俺は杖を握り締め、地面に魔法陣を展開した。
金色の光が走り、風がうねり、空が鳴る。
「精霊契約――全開放!」
眩い光の中から、三つの気配が現れた。
炎の精霊・イグニス。
雷の精霊・ゼルフィア。
そして風の精霊・ミル。
俺の背中に並び立つ、最強の仲間たちだ。
「やっと出番だな!」
イグニスが紅蓮の翼を広げる。
「派手に行くぜ、相棒!」
「ダリオを止める……私たちで!」
ゼルフィアの声が鋭く響く。
「もう誰も、燃やさせない!」
ミルが結界を張り、風が舞った。
「行くぞ――《契約連鎖》!」
三属性の魔力が交わり、俺たちの体を包み込む。
大気が震え、地が唸る。
目の前で、ダリオが腕を振り下ろした。
「止まるかよぉぉぉッ!!!」
炎の龍が唸りを上げ、街を飲み込む。
爆音。

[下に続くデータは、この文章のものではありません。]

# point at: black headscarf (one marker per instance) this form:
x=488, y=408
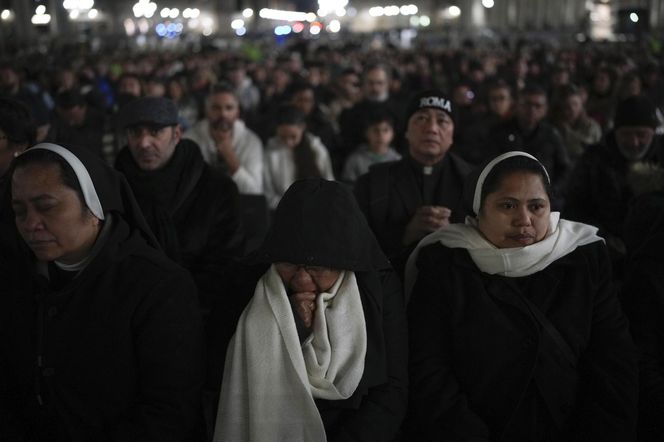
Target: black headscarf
x=319, y=222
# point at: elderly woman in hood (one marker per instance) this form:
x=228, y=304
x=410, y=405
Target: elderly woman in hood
x=100, y=335
x=516, y=333
x=320, y=351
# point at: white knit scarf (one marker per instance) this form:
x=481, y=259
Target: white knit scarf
x=563, y=238
x=270, y=380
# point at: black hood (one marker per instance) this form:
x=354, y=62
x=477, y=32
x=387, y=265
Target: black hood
x=319, y=222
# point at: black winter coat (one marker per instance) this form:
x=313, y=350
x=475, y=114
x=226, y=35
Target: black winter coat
x=376, y=409
x=389, y=195
x=198, y=224
x=115, y=355
x=483, y=368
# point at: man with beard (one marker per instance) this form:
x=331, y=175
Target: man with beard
x=606, y=177
x=192, y=209
x=227, y=143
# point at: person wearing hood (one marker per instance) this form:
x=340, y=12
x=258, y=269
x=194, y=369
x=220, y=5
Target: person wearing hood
x=602, y=183
x=100, y=333
x=192, y=209
x=516, y=332
x=320, y=351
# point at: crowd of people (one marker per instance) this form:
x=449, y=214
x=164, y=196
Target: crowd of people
x=333, y=243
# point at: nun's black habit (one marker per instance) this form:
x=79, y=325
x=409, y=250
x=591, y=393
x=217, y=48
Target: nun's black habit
x=318, y=223
x=113, y=352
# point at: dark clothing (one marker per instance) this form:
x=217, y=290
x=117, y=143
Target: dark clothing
x=352, y=123
x=484, y=367
x=599, y=193
x=643, y=299
x=88, y=135
x=544, y=143
x=193, y=211
x=113, y=354
x=318, y=223
x=375, y=411
x=390, y=193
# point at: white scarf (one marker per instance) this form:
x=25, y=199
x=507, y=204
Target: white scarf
x=270, y=380
x=563, y=238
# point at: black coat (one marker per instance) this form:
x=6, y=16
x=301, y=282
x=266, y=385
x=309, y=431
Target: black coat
x=482, y=368
x=196, y=221
x=114, y=355
x=389, y=195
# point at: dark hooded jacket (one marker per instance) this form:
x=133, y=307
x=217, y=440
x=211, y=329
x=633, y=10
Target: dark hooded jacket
x=193, y=211
x=318, y=223
x=110, y=353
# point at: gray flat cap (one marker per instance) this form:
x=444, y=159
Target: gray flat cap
x=153, y=111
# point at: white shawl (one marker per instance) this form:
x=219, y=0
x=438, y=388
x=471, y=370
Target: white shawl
x=270, y=380
x=563, y=238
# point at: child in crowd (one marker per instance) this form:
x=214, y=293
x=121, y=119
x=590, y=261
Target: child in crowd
x=378, y=133
x=291, y=154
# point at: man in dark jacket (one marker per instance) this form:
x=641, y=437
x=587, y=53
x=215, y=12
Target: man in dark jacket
x=602, y=184
x=410, y=198
x=528, y=132
x=191, y=208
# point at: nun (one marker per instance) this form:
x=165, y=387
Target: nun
x=516, y=332
x=100, y=334
x=320, y=351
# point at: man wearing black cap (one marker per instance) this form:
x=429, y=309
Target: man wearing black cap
x=606, y=178
x=410, y=198
x=191, y=208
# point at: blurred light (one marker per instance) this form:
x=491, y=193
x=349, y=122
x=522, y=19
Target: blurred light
x=282, y=30
x=143, y=26
x=78, y=4
x=334, y=26
x=144, y=8
x=408, y=10
x=130, y=27
x=391, y=10
x=377, y=11
x=41, y=19
x=276, y=14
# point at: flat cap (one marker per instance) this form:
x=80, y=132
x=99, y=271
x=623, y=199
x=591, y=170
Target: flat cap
x=153, y=111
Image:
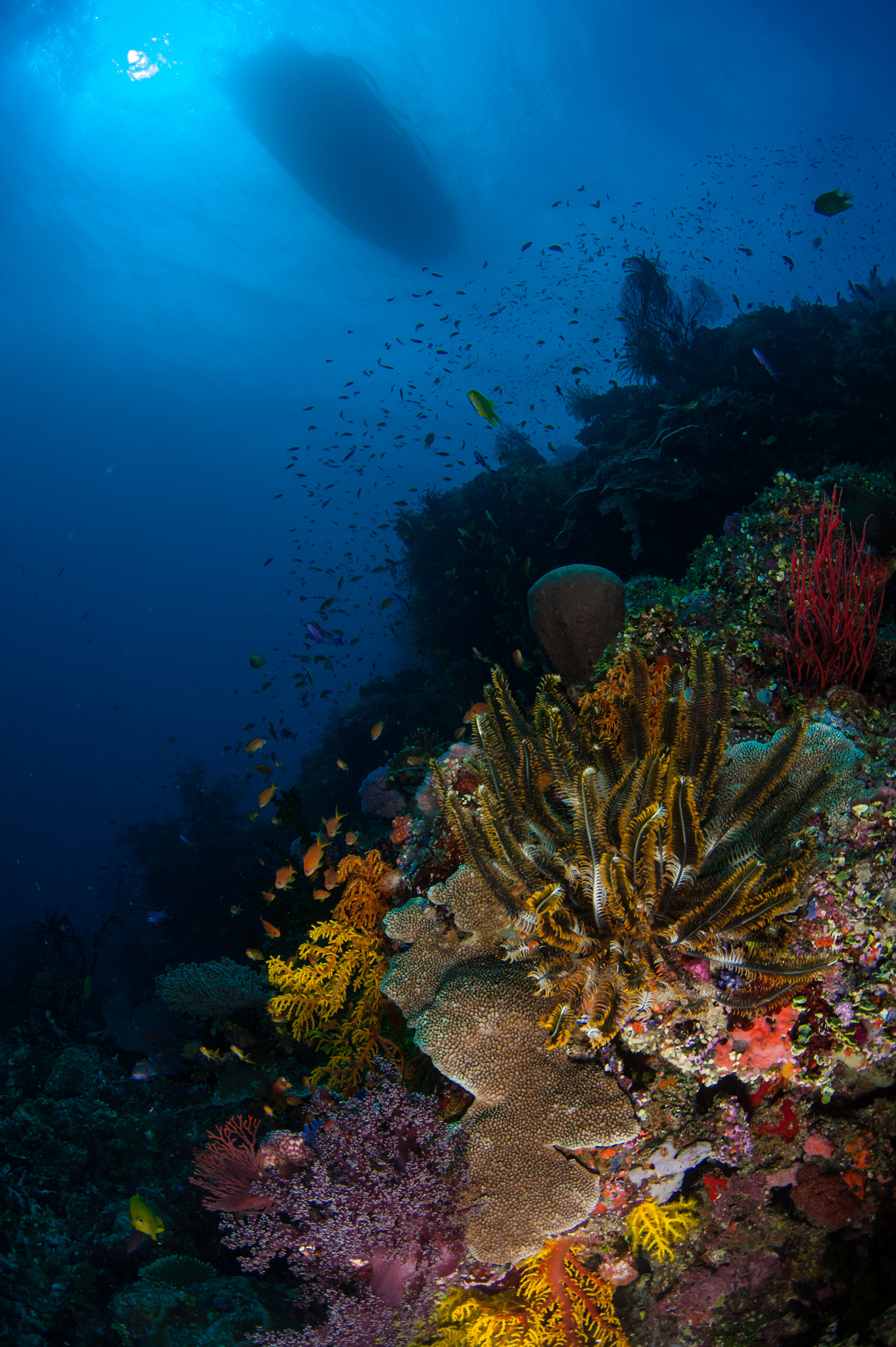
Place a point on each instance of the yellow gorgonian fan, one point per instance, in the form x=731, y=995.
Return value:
x=657, y=1229
x=559, y=1303
x=330, y=993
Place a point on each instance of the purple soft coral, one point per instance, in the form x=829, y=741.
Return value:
x=367, y=1221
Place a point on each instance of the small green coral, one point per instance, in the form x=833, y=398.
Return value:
x=177, y=1272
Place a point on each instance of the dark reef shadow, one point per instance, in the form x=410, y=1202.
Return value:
x=323, y=122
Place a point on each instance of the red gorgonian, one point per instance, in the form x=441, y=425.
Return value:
x=229, y=1167
x=837, y=596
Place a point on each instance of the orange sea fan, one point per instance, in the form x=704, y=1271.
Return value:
x=362, y=903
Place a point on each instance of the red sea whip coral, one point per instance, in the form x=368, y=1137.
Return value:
x=837, y=600
x=364, y=1209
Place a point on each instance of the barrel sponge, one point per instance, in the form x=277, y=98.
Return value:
x=477, y=1017
x=575, y=613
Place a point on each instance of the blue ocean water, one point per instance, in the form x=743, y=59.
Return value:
x=178, y=313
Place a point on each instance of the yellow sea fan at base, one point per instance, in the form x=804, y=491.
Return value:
x=657, y=1229
x=559, y=1303
x=330, y=994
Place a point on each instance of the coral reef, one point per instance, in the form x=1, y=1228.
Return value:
x=836, y=602
x=658, y=1229
x=610, y=864
x=657, y=324
x=365, y=1214
x=177, y=1272
x=528, y=1101
x=576, y=612
x=557, y=1302
x=212, y=991
x=329, y=993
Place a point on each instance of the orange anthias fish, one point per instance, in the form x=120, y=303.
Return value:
x=333, y=825
x=314, y=856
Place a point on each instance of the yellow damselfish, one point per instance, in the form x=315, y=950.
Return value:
x=145, y=1219
x=484, y=407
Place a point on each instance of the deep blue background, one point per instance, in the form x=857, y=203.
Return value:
x=171, y=299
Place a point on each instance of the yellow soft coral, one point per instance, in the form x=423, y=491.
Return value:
x=657, y=1229
x=362, y=903
x=559, y=1303
x=330, y=994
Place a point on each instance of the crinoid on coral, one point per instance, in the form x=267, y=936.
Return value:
x=613, y=860
x=477, y=1019
x=591, y=868
x=330, y=994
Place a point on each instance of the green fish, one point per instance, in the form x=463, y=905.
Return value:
x=145, y=1219
x=832, y=203
x=484, y=408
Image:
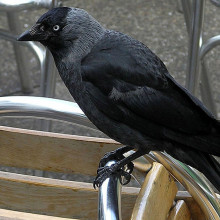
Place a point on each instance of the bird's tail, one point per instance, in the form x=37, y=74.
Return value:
x=202, y=161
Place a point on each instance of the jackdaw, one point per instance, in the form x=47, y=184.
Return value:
x=128, y=93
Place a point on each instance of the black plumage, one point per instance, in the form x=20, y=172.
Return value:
x=128, y=93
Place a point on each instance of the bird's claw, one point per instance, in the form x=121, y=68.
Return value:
x=104, y=172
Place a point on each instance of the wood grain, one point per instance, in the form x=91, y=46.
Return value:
x=56, y=197
x=195, y=210
x=52, y=152
x=15, y=215
x=180, y=211
x=156, y=195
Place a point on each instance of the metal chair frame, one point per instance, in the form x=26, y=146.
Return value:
x=48, y=74
x=194, y=15
x=109, y=195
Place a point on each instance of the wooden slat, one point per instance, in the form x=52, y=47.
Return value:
x=194, y=208
x=56, y=197
x=180, y=211
x=52, y=152
x=15, y=215
x=156, y=195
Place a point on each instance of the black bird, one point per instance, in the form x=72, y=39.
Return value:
x=128, y=93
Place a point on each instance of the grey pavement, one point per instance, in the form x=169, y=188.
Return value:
x=156, y=23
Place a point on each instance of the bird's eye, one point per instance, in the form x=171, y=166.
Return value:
x=56, y=27
x=42, y=28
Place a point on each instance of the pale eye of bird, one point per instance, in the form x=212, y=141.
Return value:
x=42, y=28
x=56, y=27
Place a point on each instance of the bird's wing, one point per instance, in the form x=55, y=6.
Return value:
x=131, y=85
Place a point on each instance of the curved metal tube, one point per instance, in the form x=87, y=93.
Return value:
x=18, y=5
x=216, y=2
x=209, y=45
x=45, y=108
x=110, y=198
x=196, y=186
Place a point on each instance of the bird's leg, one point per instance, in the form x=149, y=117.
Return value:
x=114, y=155
x=104, y=172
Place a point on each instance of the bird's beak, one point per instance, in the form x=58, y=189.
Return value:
x=25, y=36
x=34, y=34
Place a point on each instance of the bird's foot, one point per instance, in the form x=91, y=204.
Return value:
x=104, y=172
x=114, y=155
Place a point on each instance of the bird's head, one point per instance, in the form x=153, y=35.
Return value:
x=61, y=26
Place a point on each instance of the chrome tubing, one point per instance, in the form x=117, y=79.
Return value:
x=205, y=85
x=192, y=79
x=200, y=190
x=19, y=5
x=109, y=203
x=209, y=45
x=43, y=108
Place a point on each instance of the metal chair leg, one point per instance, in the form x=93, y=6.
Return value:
x=21, y=57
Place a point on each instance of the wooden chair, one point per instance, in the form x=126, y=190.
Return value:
x=29, y=197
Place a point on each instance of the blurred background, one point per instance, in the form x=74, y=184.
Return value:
x=158, y=24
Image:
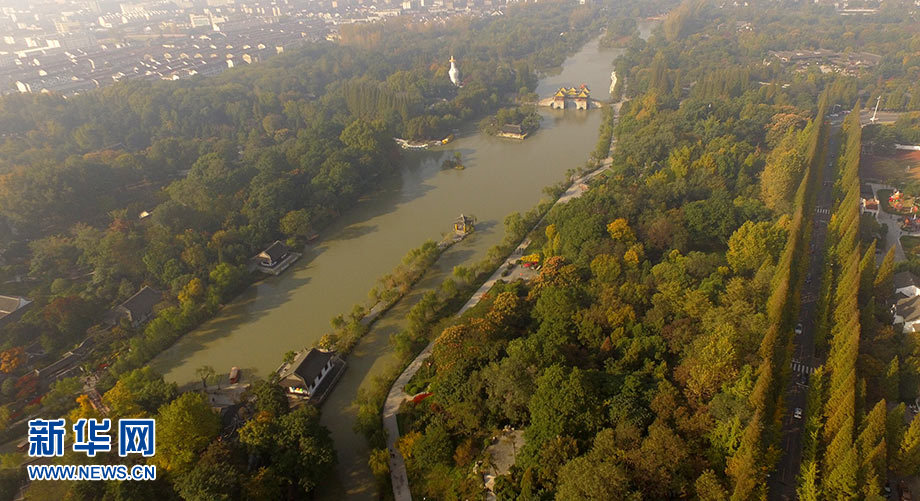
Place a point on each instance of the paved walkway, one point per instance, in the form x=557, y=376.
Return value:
x=893, y=237
x=397, y=393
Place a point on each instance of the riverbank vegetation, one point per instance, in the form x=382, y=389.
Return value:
x=524, y=116
x=176, y=185
x=651, y=356
x=268, y=452
x=348, y=330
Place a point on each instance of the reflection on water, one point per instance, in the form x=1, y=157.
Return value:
x=293, y=310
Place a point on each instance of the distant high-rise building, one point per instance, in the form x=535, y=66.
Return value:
x=199, y=20
x=67, y=26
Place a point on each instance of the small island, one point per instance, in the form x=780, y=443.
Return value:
x=453, y=162
x=513, y=123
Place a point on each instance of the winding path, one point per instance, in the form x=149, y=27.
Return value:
x=398, y=394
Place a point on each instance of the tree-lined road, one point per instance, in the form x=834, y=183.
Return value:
x=783, y=482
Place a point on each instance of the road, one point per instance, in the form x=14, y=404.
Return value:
x=782, y=483
x=397, y=394
x=893, y=222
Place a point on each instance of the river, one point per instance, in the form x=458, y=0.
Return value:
x=292, y=311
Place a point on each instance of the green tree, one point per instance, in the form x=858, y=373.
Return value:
x=185, y=427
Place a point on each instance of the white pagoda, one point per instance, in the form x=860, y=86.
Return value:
x=454, y=72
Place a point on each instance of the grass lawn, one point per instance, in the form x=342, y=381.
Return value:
x=891, y=167
x=911, y=245
x=883, y=202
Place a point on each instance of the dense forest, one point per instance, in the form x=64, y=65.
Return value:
x=651, y=356
x=224, y=166
x=220, y=167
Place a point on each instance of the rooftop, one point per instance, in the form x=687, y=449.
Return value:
x=307, y=364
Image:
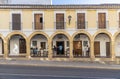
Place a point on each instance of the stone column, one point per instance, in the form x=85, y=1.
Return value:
x=71, y=49
x=50, y=53
x=92, y=56
x=6, y=49
x=28, y=49
x=112, y=50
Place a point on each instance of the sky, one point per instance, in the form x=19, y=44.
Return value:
x=86, y=1
x=55, y=2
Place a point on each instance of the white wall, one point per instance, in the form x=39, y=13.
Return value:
x=117, y=46
x=83, y=38
x=64, y=38
x=0, y=46
x=14, y=46
x=102, y=38
x=39, y=39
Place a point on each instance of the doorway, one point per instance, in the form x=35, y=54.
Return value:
x=22, y=46
x=58, y=44
x=97, y=48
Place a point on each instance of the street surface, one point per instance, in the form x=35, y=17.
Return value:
x=32, y=72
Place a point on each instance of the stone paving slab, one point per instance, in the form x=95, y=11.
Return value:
x=75, y=64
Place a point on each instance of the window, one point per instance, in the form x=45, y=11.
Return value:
x=60, y=21
x=80, y=20
x=67, y=43
x=101, y=20
x=16, y=22
x=38, y=21
x=43, y=45
x=34, y=43
x=41, y=20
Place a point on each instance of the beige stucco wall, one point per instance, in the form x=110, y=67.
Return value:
x=4, y=19
x=27, y=18
x=73, y=19
x=49, y=19
x=112, y=18
x=92, y=18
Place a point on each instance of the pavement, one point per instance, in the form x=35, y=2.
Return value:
x=50, y=63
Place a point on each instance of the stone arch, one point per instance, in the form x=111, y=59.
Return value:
x=115, y=35
x=16, y=33
x=84, y=48
x=2, y=47
x=35, y=33
x=62, y=42
x=82, y=32
x=102, y=48
x=116, y=44
x=3, y=38
x=41, y=53
x=60, y=32
x=102, y=31
x=16, y=45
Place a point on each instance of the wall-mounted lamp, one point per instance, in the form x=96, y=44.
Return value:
x=69, y=19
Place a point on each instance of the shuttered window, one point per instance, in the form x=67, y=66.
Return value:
x=80, y=20
x=16, y=22
x=59, y=21
x=101, y=20
x=119, y=20
x=38, y=21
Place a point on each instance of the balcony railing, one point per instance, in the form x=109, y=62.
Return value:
x=60, y=25
x=15, y=25
x=104, y=25
x=82, y=25
x=38, y=26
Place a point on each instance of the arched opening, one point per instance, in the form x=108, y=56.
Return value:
x=17, y=45
x=81, y=45
x=117, y=45
x=39, y=46
x=1, y=47
x=60, y=46
x=102, y=45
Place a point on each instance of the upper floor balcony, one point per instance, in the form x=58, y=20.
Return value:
x=60, y=25
x=15, y=26
x=103, y=25
x=38, y=26
x=81, y=25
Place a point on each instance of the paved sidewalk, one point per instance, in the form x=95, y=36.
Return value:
x=75, y=64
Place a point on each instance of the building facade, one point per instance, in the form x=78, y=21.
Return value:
x=60, y=32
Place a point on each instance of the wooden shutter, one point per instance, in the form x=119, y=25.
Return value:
x=38, y=19
x=81, y=21
x=77, y=46
x=108, y=49
x=102, y=20
x=43, y=45
x=16, y=22
x=59, y=21
x=119, y=20
x=22, y=46
x=97, y=48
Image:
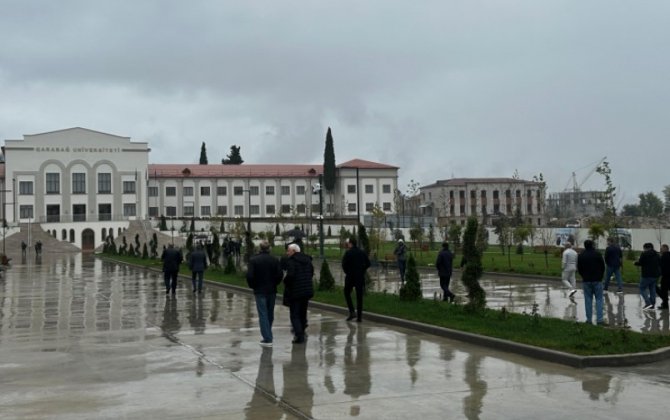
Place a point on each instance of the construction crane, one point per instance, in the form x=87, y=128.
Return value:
x=576, y=186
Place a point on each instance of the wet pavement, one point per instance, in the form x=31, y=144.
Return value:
x=81, y=338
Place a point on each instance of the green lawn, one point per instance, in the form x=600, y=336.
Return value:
x=551, y=333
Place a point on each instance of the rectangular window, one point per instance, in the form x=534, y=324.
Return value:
x=78, y=183
x=105, y=183
x=129, y=187
x=129, y=209
x=26, y=212
x=26, y=188
x=53, y=183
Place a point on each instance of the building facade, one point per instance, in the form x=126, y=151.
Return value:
x=94, y=181
x=454, y=200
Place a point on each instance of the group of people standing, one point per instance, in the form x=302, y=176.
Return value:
x=592, y=267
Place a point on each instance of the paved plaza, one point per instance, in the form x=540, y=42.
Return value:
x=82, y=338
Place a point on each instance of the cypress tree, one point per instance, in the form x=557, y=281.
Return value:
x=203, y=154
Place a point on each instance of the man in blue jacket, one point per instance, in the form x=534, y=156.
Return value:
x=263, y=275
x=298, y=288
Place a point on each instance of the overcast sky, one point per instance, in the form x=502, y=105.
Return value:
x=439, y=88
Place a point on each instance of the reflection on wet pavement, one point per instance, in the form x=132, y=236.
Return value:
x=81, y=338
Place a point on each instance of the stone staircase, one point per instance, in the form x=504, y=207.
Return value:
x=30, y=234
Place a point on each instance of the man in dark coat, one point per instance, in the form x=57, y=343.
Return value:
x=613, y=261
x=354, y=264
x=299, y=289
x=665, y=276
x=263, y=275
x=444, y=265
x=171, y=259
x=591, y=267
x=650, y=269
x=197, y=262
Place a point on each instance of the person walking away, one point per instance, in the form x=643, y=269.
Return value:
x=569, y=267
x=650, y=269
x=263, y=276
x=445, y=265
x=355, y=263
x=665, y=276
x=400, y=253
x=197, y=262
x=591, y=268
x=171, y=259
x=298, y=288
x=614, y=263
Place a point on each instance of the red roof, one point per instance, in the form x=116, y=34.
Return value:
x=177, y=170
x=365, y=164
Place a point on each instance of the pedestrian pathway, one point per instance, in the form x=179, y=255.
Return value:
x=83, y=338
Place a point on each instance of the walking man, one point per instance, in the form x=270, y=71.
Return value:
x=171, y=259
x=650, y=267
x=298, y=288
x=444, y=265
x=354, y=264
x=400, y=253
x=197, y=262
x=263, y=276
x=591, y=267
x=569, y=267
x=614, y=262
x=665, y=276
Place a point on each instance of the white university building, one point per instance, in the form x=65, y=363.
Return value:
x=84, y=183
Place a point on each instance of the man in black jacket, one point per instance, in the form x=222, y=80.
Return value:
x=354, y=264
x=299, y=289
x=171, y=259
x=263, y=275
x=591, y=268
x=650, y=269
x=665, y=276
x=444, y=265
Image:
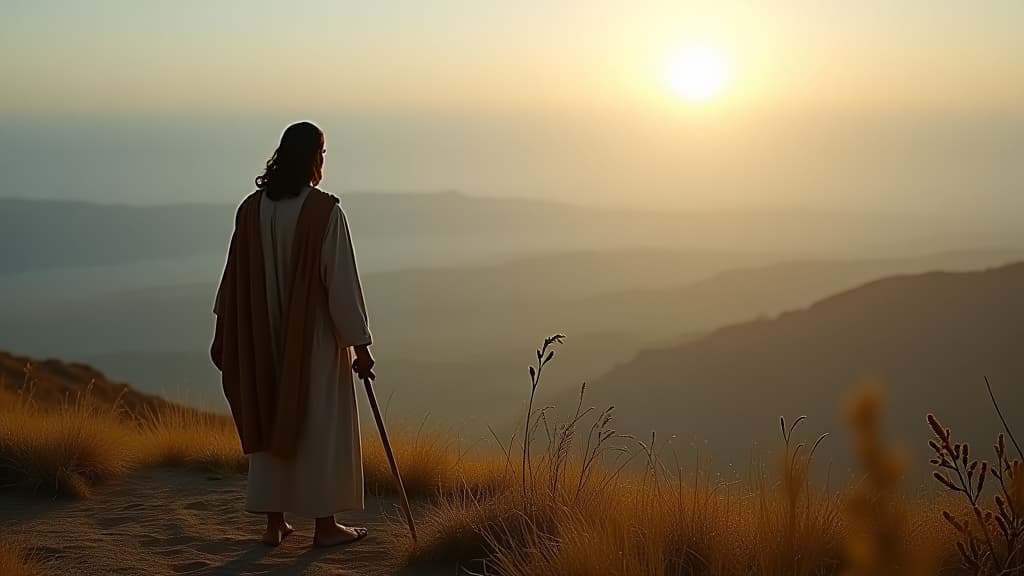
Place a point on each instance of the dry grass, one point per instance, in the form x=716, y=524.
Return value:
x=571, y=510
x=586, y=499
x=65, y=450
x=69, y=449
x=15, y=562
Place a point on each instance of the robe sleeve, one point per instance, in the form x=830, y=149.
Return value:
x=348, y=312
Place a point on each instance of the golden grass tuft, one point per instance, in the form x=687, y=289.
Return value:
x=15, y=562
x=69, y=449
x=62, y=451
x=177, y=437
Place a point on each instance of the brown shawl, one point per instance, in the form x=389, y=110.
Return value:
x=268, y=406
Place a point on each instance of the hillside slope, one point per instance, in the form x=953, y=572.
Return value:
x=49, y=382
x=929, y=338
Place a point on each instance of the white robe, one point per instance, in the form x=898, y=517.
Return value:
x=326, y=475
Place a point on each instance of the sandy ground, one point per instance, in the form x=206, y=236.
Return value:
x=185, y=522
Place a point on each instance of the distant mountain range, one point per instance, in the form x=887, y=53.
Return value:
x=400, y=231
x=929, y=338
x=454, y=342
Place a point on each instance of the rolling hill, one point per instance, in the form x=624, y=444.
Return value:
x=929, y=338
x=50, y=382
x=454, y=342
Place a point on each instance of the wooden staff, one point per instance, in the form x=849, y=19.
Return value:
x=390, y=454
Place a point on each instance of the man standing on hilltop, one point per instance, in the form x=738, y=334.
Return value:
x=291, y=329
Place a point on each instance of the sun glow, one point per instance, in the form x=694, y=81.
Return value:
x=697, y=73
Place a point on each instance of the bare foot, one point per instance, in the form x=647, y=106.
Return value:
x=336, y=535
x=274, y=535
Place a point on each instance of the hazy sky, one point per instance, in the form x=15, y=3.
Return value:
x=868, y=104
x=83, y=55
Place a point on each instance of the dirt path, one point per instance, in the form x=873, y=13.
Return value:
x=181, y=522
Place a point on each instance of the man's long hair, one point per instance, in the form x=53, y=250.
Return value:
x=296, y=164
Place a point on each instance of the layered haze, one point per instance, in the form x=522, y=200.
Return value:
x=843, y=200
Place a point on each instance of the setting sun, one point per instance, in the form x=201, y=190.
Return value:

爆炎。衝撃波。
熱で視界が揺らぐ。
「《スピリット・シェル》!」
ミルの結界が炎を押し返した。
「《レイ・ディバイド》!」
ゼルフィアの雷刃が、炎の鱗を断ち割る。
そしてイグニスが前に出る。
「炎帝だろうが関係ねぇ! オレの炎で――上書きしてやるッ!」
紅蓮の槍が、炎帝の胸を貫いた。
だが――炎は止まらない。むしろ、さらに荒れ狂う。
「まだだ……まだ終わらねえ!!!」
ダリオが叫ぶ。炎が全身から噴き上がり、龍が再び形を成した。
俺たちは吹き飛ばされ、地面を転がる。
熱風が肌を焼き、呼吸がまともにできない。
「きゃあっ!」
ミルの悲鳴。彼女が崩れた瓦礫に叩きつけられる。
「ミル!」俺は咄嗟に風の壁を張って包み込む。
その向こうで、ダリオの瞳が真紅に燃えていた。
「ダリオッ! お前はそんな奴じゃない!」
「黙れぇぇぇぇぇぇぇぇぇぇぇッ!!!」
炎が爆ぜ、耳が焼ける。
それでも――俺は叫ぶ。
「聞けよ、ダリオ! お前が守りたかったのは……この街だろ!」
その瞬間、ミルの声が重なった。
「お願い、帰ってきてよ! もう誰も、傷つけたくないんでしょ!?」
その声に、炎の流れが――一瞬、止まった。
……今だ!
「《極限共鳴》!!」
俺は全魔力を解放する。
天に三重の魔法陣が展開され、雷雲が裂ける。
炎、雷、風――三つの属性が一つに融合し、巨大な光柱を生み出す。
「これで――決めるッ!」
「《オーバーフォース・トライアド》!!!」
光の槍がダリオを貫き、轟音が街を包む。
衝撃波で瓦礫が吹き飛び、紅蓮の空が白に染まった。
――そして。
炎の中で、ダリオの動きが止まる。
膝をつき、肩で息をしながら、かすかに顔を上げた。
「……レ、オン……?」
その声は、確かにあのダリオのものだった。
俺は杖を下ろし、焦げた空気の中で、ただ立ち尽くす。
「まだ終わっちゃいない……お前を、取り戻すんだ……!」
灰が舞う。
炎の残滓が風に消えていく。
そして――
ダリオの仮面の奥で、涙が光った気がした。
火炎竜巻が崩壊し、紅蓮の空が静まり返る。
焦げた地面に膝をついた俺は、空を見上げた。
炎の中、ダリオが呟く。
「……お前、そんな顔、するんじゃねぇよ……」
その声は、確かに――仲間の声だった。